3. With or without a new policy, what do you do if you find attorney-client communications on a departed employee's computer? The first thing that one must do is collect, segregate and preserve such communications. Once that has been done, whether by one's internal IT staff or outside IT consultants, the existence of such documents should be made known to outside counsel. Then things get a little more complicated. If the employer is already in litigation, it would appear that Stengart compels one to either then turn over all copies to the plaintiff and his/her counsel or present them to the court for in camera review as to whether or not they are privileged or if privilege has been waived. Because fully reviewing the documents at issue after becoming aware that they are arguably privileged raises the possibility of later disqualification under RPC 4.4(b), an employer may even consider retaining special counsel separate from regular employment counsel to handle the application to the court, and to advise the client concerning the issues that have arisen without running the risk of having primary defense counsel disqualified from the matter. An even more sensitive, nuanced analysis will be required if that matter is not yet in litigation, and there is no already designated third party decision maker available. At that point, the employer, along with employment counsel and possibly special counsel, must carefully weigh a number of practical, legal, ethical and business factors before determining how to approach the relevant issues.
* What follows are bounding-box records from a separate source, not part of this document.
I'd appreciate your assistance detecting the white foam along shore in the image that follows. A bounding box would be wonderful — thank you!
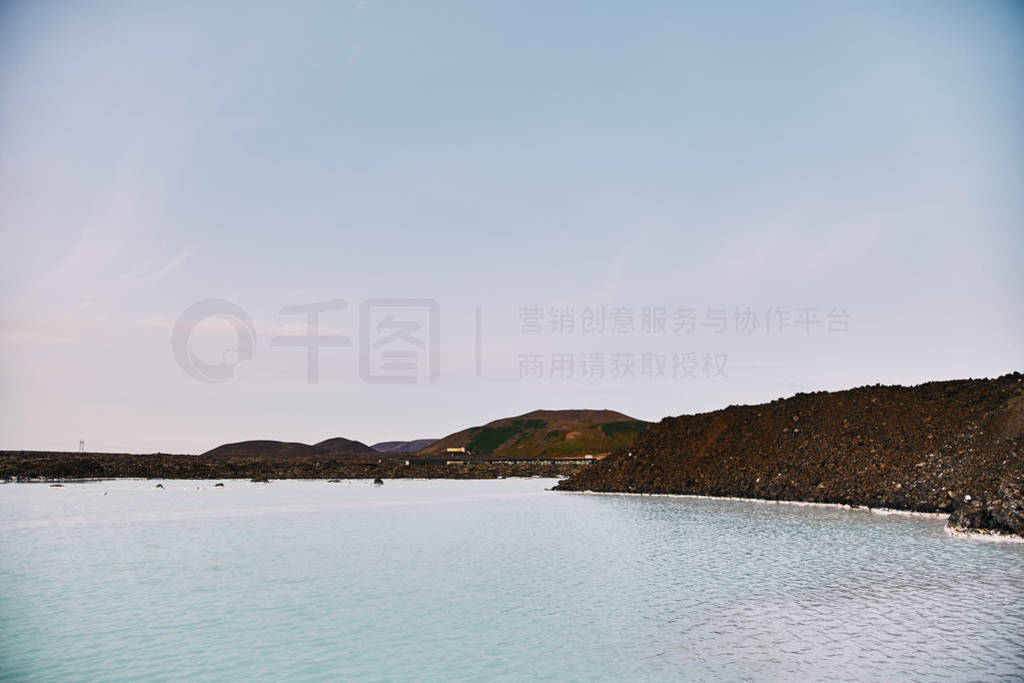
[946,526,1024,543]
[558,490,949,519]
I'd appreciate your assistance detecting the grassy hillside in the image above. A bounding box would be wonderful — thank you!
[420,411,648,458]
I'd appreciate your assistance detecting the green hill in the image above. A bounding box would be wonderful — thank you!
[419,411,649,459]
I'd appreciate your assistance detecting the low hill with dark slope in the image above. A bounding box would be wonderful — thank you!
[557,373,1024,535]
[419,411,649,459]
[203,440,328,458]
[370,438,437,453]
[313,436,377,454]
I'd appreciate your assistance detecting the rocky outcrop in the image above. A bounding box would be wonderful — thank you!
[949,478,1024,537]
[0,450,588,481]
[558,373,1024,532]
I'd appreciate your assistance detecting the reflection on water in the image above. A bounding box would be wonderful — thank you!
[0,479,1024,680]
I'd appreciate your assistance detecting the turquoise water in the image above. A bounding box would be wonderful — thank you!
[0,479,1024,681]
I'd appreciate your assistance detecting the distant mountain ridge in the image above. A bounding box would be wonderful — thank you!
[203,436,377,458]
[419,410,649,459]
[370,438,438,453]
[313,436,377,453]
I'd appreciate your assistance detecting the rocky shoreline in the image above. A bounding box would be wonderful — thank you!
[0,451,588,481]
[556,373,1024,536]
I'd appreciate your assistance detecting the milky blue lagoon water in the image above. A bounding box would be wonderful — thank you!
[0,479,1024,681]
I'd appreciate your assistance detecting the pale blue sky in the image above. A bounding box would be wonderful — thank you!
[0,0,1024,452]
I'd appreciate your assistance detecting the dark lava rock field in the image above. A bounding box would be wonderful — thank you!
[557,373,1024,536]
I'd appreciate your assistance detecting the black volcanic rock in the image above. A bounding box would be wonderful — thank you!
[371,438,438,453]
[557,373,1024,532]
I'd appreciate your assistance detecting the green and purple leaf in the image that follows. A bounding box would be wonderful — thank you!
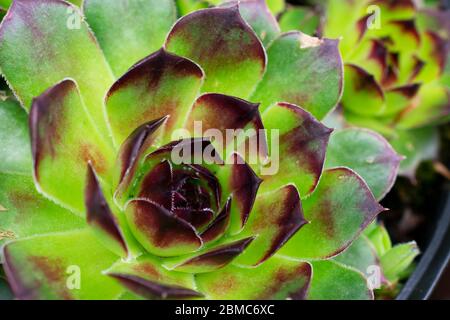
[164,237,254,273]
[196,256,312,300]
[308,260,374,300]
[125,199,203,257]
[251,32,343,119]
[280,168,385,259]
[4,230,124,300]
[262,103,332,198]
[106,256,202,299]
[325,128,402,200]
[83,0,176,77]
[236,185,308,266]
[0,0,114,138]
[165,5,266,98]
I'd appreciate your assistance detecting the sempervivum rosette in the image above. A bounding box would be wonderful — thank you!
[323,0,450,177]
[0,0,399,299]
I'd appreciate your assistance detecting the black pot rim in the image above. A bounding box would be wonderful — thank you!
[397,192,450,300]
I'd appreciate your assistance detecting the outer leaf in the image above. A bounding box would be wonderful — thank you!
[325,129,402,200]
[85,165,128,257]
[83,0,176,76]
[0,98,32,174]
[251,32,343,119]
[280,168,384,259]
[106,256,201,299]
[125,199,203,257]
[342,65,385,116]
[0,173,85,246]
[237,185,307,266]
[196,256,311,300]
[166,5,266,98]
[262,103,332,197]
[4,230,123,300]
[106,49,203,145]
[30,80,114,214]
[221,0,280,48]
[164,237,254,273]
[381,242,420,283]
[308,261,373,300]
[334,235,381,274]
[0,0,113,137]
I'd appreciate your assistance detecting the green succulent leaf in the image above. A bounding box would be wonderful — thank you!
[165,5,266,98]
[325,129,402,200]
[30,80,114,215]
[223,0,280,48]
[380,242,420,283]
[251,32,343,120]
[0,97,32,174]
[106,49,203,145]
[391,127,439,179]
[196,256,312,300]
[280,168,384,259]
[0,0,113,137]
[308,260,373,300]
[280,6,320,35]
[236,185,308,266]
[341,64,385,116]
[0,172,85,246]
[106,256,202,299]
[262,103,332,198]
[164,237,254,273]
[4,230,124,300]
[334,235,381,274]
[83,0,176,76]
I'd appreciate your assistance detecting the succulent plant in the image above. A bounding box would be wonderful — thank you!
[0,0,400,299]
[316,0,450,177]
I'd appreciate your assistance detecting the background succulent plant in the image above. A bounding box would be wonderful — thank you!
[0,0,406,299]
[286,0,450,178]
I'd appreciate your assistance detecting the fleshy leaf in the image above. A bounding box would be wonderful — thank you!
[0,0,113,137]
[196,256,312,300]
[30,80,114,215]
[201,198,232,244]
[262,103,332,198]
[223,0,280,48]
[308,261,373,300]
[325,128,402,200]
[106,49,203,145]
[217,153,261,234]
[4,230,123,300]
[166,5,266,98]
[236,185,307,265]
[85,164,128,257]
[106,256,202,299]
[251,32,343,119]
[381,242,420,283]
[333,235,381,280]
[114,117,167,186]
[83,0,176,76]
[390,127,439,180]
[280,168,384,259]
[341,65,385,116]
[164,237,254,273]
[125,199,203,257]
[186,93,267,163]
[0,172,85,246]
[0,97,32,174]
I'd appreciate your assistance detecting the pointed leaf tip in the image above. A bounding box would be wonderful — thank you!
[85,163,128,256]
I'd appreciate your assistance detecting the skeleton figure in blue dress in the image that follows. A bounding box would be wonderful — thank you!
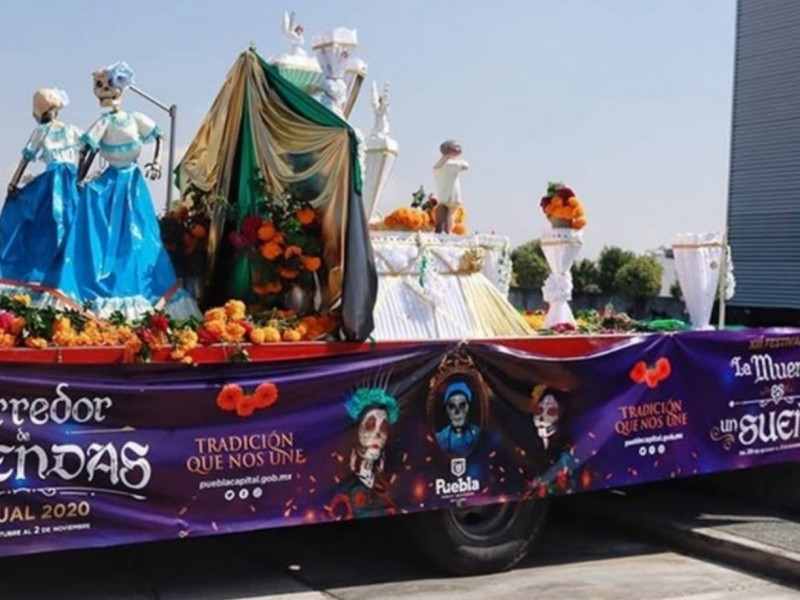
[0,89,81,292]
[44,63,199,318]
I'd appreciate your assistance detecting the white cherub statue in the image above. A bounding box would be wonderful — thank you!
[283,12,306,56]
[433,140,469,233]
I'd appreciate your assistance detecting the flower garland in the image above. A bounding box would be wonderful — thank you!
[0,294,338,364]
[539,181,587,229]
[382,186,469,235]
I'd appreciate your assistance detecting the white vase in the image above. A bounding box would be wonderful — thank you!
[541,227,583,327]
[672,233,723,329]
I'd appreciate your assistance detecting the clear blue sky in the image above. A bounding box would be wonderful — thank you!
[0,0,735,257]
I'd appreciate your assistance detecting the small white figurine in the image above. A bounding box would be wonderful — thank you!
[433,140,469,233]
[283,12,306,56]
[371,81,389,138]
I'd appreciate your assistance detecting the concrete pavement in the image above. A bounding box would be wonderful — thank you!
[558,482,800,598]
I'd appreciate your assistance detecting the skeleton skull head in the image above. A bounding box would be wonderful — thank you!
[533,394,561,448]
[358,408,389,460]
[92,70,125,108]
[444,392,469,429]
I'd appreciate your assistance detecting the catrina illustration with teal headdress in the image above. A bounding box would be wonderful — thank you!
[328,387,400,520]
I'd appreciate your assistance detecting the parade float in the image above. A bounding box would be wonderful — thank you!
[0,15,800,573]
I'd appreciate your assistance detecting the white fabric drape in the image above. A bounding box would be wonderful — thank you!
[541,227,583,327]
[672,233,723,329]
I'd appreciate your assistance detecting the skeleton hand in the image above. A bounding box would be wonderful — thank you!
[144,161,161,181]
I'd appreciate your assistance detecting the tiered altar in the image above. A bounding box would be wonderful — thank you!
[372,231,532,340]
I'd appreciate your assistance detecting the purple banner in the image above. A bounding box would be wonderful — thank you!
[0,330,800,556]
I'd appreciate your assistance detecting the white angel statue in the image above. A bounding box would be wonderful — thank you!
[283,12,306,56]
[372,81,389,138]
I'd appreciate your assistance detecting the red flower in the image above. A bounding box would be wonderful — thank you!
[630,360,647,383]
[644,369,659,389]
[236,394,256,417]
[150,315,169,331]
[556,469,569,492]
[242,215,261,244]
[353,490,367,508]
[558,187,575,202]
[253,381,278,408]
[217,384,244,410]
[656,357,672,381]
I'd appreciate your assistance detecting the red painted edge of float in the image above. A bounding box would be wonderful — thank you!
[0,335,634,365]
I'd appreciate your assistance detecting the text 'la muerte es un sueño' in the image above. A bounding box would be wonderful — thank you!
[712,353,800,446]
[0,383,152,490]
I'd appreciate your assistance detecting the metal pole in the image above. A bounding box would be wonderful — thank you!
[128,85,178,212]
[165,104,178,212]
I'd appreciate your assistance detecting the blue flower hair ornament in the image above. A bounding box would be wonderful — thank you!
[344,387,400,425]
[442,381,472,404]
[103,60,135,90]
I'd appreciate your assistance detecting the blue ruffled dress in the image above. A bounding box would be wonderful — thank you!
[43,112,199,318]
[0,122,81,286]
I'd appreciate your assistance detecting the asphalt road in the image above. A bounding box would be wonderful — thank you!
[0,502,800,600]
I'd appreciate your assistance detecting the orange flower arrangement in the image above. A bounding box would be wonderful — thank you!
[539,181,587,229]
[228,176,324,309]
[383,186,468,235]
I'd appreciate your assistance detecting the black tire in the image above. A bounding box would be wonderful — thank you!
[412,499,548,575]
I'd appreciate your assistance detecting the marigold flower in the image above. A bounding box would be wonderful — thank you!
[253,381,278,408]
[283,245,303,260]
[150,315,169,331]
[224,300,245,320]
[260,241,283,260]
[258,221,278,242]
[217,383,244,410]
[25,336,47,349]
[222,323,247,342]
[197,321,225,345]
[300,256,322,273]
[294,208,317,225]
[249,327,267,345]
[203,307,227,322]
[11,294,31,306]
[264,327,281,343]
[282,329,303,342]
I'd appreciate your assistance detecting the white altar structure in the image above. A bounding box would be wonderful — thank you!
[372,231,533,340]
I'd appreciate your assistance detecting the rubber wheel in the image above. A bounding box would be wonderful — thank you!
[412,499,548,575]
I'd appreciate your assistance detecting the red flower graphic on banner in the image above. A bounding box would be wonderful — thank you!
[253,381,278,408]
[217,384,244,410]
[217,381,278,417]
[629,356,672,388]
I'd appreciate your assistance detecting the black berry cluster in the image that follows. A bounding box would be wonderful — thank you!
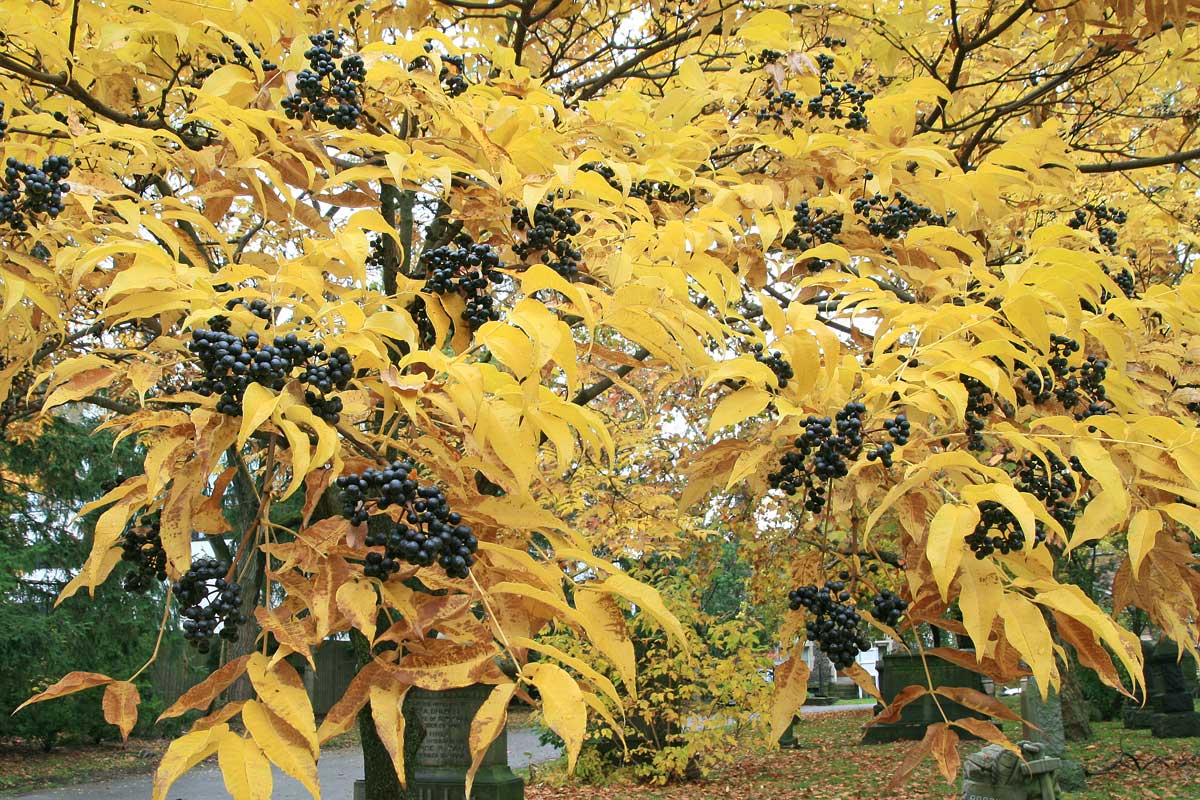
[1103,267,1138,302]
[1067,203,1129,253]
[580,161,694,203]
[512,203,583,281]
[173,558,246,652]
[959,375,996,451]
[752,343,796,389]
[337,461,479,581]
[283,30,367,130]
[1021,333,1109,420]
[121,511,167,594]
[966,500,1045,559]
[420,234,504,329]
[787,581,871,669]
[784,200,844,263]
[187,326,354,425]
[0,156,71,231]
[854,190,946,239]
[192,34,280,83]
[871,589,908,628]
[808,53,875,131]
[1014,452,1087,535]
[767,402,866,515]
[408,42,470,97]
[224,297,271,323]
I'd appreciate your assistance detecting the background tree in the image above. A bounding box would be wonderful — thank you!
[0,0,1200,796]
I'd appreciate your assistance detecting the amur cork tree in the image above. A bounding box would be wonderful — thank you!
[0,0,1200,798]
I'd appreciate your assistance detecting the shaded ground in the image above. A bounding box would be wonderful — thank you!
[0,727,558,800]
[526,709,1200,800]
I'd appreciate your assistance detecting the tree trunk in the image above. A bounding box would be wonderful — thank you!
[350,628,425,800]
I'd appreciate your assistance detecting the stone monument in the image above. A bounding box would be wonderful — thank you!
[1150,639,1200,739]
[1021,678,1087,789]
[1123,639,1200,739]
[863,650,986,745]
[355,685,524,800]
[962,741,1060,800]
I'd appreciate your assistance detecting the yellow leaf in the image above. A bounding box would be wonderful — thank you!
[993,593,1054,693]
[217,733,274,800]
[464,684,517,798]
[523,661,588,772]
[596,572,688,652]
[154,722,229,800]
[707,386,770,435]
[337,581,379,643]
[368,681,408,787]
[102,680,142,741]
[13,672,113,714]
[246,652,320,758]
[241,699,320,800]
[575,590,637,697]
[959,557,1004,660]
[925,504,979,600]
[770,643,809,744]
[1129,510,1163,578]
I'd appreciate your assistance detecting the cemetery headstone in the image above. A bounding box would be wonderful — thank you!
[350,685,524,800]
[1021,678,1087,789]
[1148,639,1200,739]
[962,741,1061,800]
[863,651,986,745]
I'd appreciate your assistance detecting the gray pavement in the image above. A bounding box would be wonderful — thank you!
[0,703,871,800]
[0,728,559,800]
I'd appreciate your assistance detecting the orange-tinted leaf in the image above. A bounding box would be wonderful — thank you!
[102,680,142,741]
[317,661,389,745]
[934,686,1021,721]
[158,655,250,720]
[868,685,929,724]
[13,672,113,714]
[466,684,517,798]
[154,723,230,800]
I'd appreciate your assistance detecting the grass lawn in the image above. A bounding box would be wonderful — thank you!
[526,711,1200,800]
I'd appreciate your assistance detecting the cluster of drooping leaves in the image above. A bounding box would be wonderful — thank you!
[1021,333,1110,420]
[0,156,71,231]
[172,558,246,652]
[966,500,1046,559]
[420,233,504,329]
[580,161,695,203]
[787,573,908,669]
[1013,452,1087,536]
[187,317,354,425]
[512,201,583,281]
[283,29,367,131]
[121,511,167,594]
[336,461,479,581]
[767,401,911,515]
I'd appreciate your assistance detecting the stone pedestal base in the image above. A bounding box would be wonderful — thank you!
[1121,705,1154,730]
[1150,711,1200,739]
[1151,692,1195,714]
[408,766,524,800]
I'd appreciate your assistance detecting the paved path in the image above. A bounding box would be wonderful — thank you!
[4,728,559,800]
[7,703,871,800]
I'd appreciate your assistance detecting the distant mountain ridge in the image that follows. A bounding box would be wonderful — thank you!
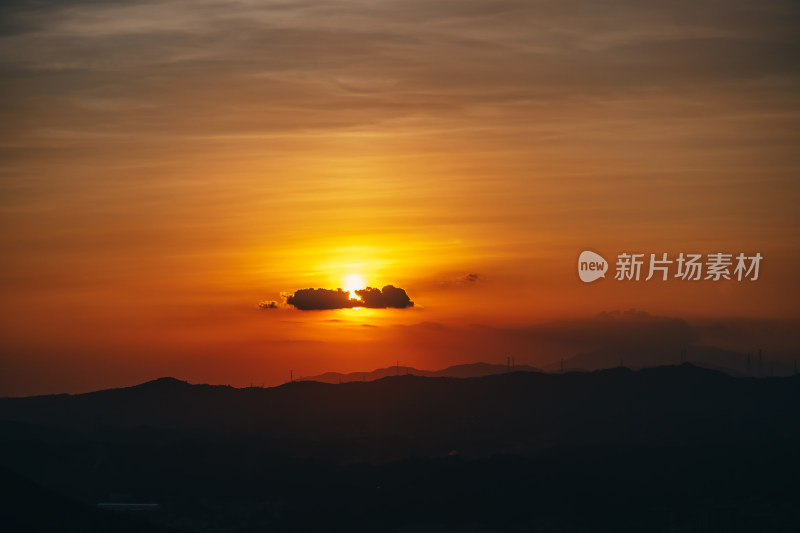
[298,363,542,383]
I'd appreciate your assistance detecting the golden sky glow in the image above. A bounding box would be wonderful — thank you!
[0,0,800,394]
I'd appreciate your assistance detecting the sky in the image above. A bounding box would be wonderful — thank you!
[0,0,800,395]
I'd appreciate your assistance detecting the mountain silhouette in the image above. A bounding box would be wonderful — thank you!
[0,364,800,533]
[299,363,542,383]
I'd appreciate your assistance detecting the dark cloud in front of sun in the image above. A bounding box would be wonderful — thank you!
[286,285,414,311]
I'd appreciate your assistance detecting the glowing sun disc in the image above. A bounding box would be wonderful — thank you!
[342,274,367,299]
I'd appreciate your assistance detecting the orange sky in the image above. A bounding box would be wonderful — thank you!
[0,0,800,395]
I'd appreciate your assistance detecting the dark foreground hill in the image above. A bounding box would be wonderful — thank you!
[0,365,800,532]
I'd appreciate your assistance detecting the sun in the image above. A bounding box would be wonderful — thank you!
[342,274,367,299]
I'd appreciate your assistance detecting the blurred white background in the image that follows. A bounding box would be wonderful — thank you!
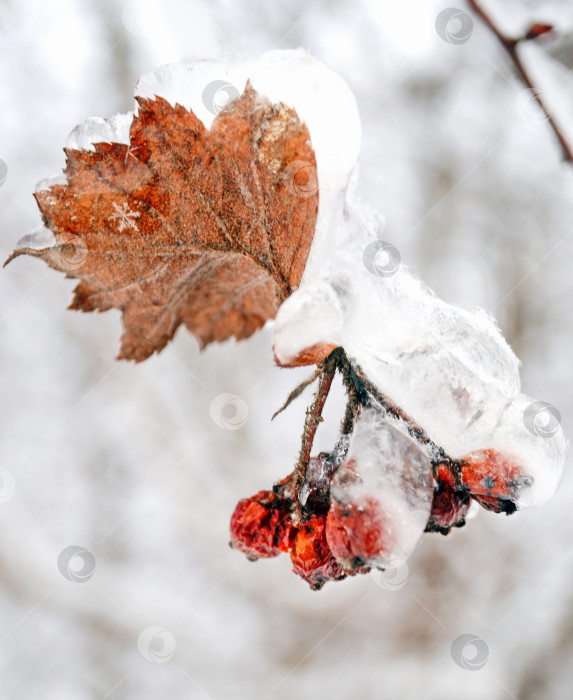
[0,0,573,700]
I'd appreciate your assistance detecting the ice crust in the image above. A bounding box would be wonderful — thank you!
[55,50,567,506]
[330,409,434,568]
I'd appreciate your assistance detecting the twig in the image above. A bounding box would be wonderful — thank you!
[294,348,344,495]
[467,0,573,163]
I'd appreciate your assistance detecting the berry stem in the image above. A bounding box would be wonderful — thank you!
[294,348,344,494]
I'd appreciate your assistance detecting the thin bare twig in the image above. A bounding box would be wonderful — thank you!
[467,0,573,163]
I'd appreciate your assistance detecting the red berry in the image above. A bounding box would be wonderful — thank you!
[290,515,345,589]
[326,498,394,571]
[462,450,532,515]
[231,491,292,559]
[426,464,470,535]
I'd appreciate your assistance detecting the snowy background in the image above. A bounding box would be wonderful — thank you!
[0,0,573,700]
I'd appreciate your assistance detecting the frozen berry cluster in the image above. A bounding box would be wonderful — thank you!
[231,450,528,589]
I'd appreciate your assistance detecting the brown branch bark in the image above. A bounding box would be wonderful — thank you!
[467,0,573,164]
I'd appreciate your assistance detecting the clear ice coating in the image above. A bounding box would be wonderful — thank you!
[25,49,567,506]
[264,54,567,507]
[330,409,434,568]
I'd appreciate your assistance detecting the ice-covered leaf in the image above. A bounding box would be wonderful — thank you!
[5,84,318,361]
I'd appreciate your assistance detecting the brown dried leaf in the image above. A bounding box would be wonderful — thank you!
[7,84,318,361]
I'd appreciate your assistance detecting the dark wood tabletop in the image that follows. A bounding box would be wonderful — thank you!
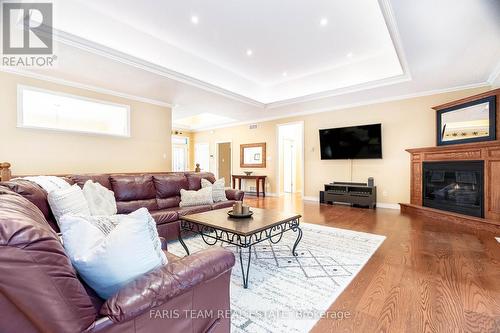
[181,208,301,236]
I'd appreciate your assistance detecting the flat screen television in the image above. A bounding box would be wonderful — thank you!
[319,124,382,160]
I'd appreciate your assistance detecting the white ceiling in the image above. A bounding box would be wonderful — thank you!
[1,0,500,129]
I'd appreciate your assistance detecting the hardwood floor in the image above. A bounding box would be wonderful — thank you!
[245,196,500,333]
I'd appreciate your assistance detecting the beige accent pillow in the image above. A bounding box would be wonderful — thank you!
[179,187,214,207]
[201,178,227,202]
[47,184,90,224]
[83,180,118,216]
[61,208,168,299]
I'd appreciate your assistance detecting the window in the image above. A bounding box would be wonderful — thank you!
[17,86,130,137]
[172,136,189,171]
[194,143,210,171]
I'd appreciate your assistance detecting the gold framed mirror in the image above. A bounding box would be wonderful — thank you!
[240,142,266,168]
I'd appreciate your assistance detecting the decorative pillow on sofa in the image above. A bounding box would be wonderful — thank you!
[179,186,214,207]
[83,180,117,216]
[61,208,167,299]
[201,178,227,202]
[47,184,90,224]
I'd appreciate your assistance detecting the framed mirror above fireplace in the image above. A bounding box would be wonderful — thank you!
[436,96,496,146]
Having both employment counsel and possibly special counsel familiar with those issues and the new landscape defined by Stengart will be essential to avoiding damaging one’s position concerning claims that the departed employees are expected to file. This is especially true as it relates to departing employees in the trade secret or restrictive covenant context, where one often seeks to document through forensic computer analysis what communications occurred in preparation for a departure and what confidential information may have been transmitted. The last thing one wants when operating with a need for speed is some ancillary disqualification issue to arise for one’s outside counsel. That is why segmenting roles and responsibilities is important, and it may be that special counsel can turn the tables on a departing employee and his/her counsel by demonstrating that the pre-departure communications were actually advice as to how and under what circumstances information could be taken. This would have the potential to render the communications unprivileged ones in furtherance of a “crime or fraud,” which exception has been construed in New Jersey and elsewhere to apply to civil wrongs of a wide variety, and could possibly lead to the ex-employee’s counsel becoming a witness in the matter, which could have its own potentially disqualifying or limiting implications.